Elegant & Performant Scientific Machine Learning in Julia
https://lux.csail.mit.edu/
MIT License
479 stars 57 forks source link

Irregular RAM usage under large amount of epochs on gpu #872

Open jdksjfisdf opened 1 week ago

jdksjfisdf commented 1 week ago

I was doing my learning which needs many single_train_steps on my gpu(NVIDIA GeForce RTX 2060 Mobile) when I noticed the irregular RAM(not video RAM) usage. I tested by modifying the epochs of https://lux.csail.mit.edu/stable/tutorials/beginner/2_PolynomialFitting from 250 to 2 500 000 and the RAM usage(of the single process, provided by kde system monitor) is increasing by time still it's up to 4.6 GB. The same issue does not happen if I disable LuxCUDA and run it on cpu. I think there is a memory leak.

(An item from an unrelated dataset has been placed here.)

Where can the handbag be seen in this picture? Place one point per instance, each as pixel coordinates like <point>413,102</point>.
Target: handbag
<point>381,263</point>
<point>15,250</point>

avik-pal commented 1 week ago

I can reproduce this, but I don't think it is a memory leak. It is probably just Julia not freeing memory that it doesn't need to. I tried adding a GC.gc(true) at the end of the run and it was able to free all the memory, which (I think) wouldn't have been the case if it was a memory leak

Though 4.6 GB seems extremely high. I am running the job with very limited available memory (~2GB) and then the memory usage saturates at a certain point. Can you try adding a GC.gc(true) at the end of every epoch and see if the memory usage still grows?

jdksjfisdf commented 1 week ago

I tested again. I was using jupyter lab and GC.gc(true) did not work for me. I runed GC.gc(true) every 50000 epochs and in the end. The memory usage is 4.5GB in the end. I don't know if jupyter or others matters.